その結果で全身がどうなるか、別のコラムで分かりやすくお話ししました。
心不全の原因となる心臓の病気はたくさんあります。最近多い心臓病を取り上げます。
■. 心房細動で心拡大が進行
高齢化社会になり心房細動患者は増加の一途だと思います。心房細動は将来心不全になる確率はかなり高く、現在も患者数は多いですが更に多くなっていくと予想します。
きちんとした医学管理をすれば病気の進行を少しでも遅らせることが可能です。無症状だからと放置するのが最悪です。
■. 心筋梗塞の心筋障害が進行
心筋梗塞で心臓が大きく広く損傷されれば心不全は必発です。心筋梗塞の重症にもよりますから、心不全にならない人もいると思います。狭心症だけなら通常は心不全にならないでしょう。
■. 高血圧で心臓は心拡大。
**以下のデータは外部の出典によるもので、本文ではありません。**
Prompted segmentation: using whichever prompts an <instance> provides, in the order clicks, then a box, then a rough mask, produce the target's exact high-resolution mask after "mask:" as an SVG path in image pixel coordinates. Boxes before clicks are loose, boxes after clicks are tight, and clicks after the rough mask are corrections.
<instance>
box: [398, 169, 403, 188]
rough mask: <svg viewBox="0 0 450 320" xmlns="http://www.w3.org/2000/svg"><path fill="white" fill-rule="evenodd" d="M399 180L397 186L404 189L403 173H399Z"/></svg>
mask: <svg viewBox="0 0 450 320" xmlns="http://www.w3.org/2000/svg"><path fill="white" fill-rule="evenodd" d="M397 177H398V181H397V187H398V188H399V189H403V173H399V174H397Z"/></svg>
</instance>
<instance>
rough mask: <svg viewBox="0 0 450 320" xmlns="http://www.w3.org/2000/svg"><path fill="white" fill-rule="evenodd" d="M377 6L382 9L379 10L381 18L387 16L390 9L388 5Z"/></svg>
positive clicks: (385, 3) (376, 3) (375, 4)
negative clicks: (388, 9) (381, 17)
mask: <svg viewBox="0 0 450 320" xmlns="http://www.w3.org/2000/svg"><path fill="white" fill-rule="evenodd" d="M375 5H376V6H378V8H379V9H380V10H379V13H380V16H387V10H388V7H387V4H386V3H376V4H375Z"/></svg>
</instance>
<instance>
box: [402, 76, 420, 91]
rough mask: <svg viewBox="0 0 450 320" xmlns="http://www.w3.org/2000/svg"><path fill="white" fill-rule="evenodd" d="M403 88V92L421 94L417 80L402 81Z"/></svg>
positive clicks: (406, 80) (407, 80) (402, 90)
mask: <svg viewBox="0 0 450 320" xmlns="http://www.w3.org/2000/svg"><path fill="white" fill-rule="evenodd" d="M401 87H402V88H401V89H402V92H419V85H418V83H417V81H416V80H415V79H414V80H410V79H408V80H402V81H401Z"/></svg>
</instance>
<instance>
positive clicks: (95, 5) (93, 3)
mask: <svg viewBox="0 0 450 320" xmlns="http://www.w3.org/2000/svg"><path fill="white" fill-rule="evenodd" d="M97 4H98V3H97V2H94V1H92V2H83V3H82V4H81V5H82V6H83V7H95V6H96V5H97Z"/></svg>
さらに心肥大へ
高血圧を長期間無治療で放置していると心臓は拡大し筋肉が肥大しますが、それでも治療しなければ最終的には肥大した筋肉はダメになっていきます。そうなった時には心臓の筋肉全体の力が落ちてしまい心不全が表に出てきます。
予防は降圧薬を内服し血圧を正常まで下げておくことです。
■. 心臓弁膜症で心筋障害に
これも高齢化の波で増えている病気です。弁膜症が重症化すれば心不全が起こってきます。軽ければ心不全は起こりませんが、進行して心不全になったら最終的には弁交換手術です。
しかし心不全が出てくる前に弁交換の手術をするのが理想です。患者は高齢者が多く手術するか否かは年齢などとの関係で決まるでしょう。
最近は手術をせずにカテーテル操作で弁を修復できる新しい弁修復技術が開発されました。
■. 拡張型心筋症、肥大型心筋症が進行し悪化
心不全にまで行く可能性は他の心臓病より高いと思います。新しいよい治療法の開発が待たれます。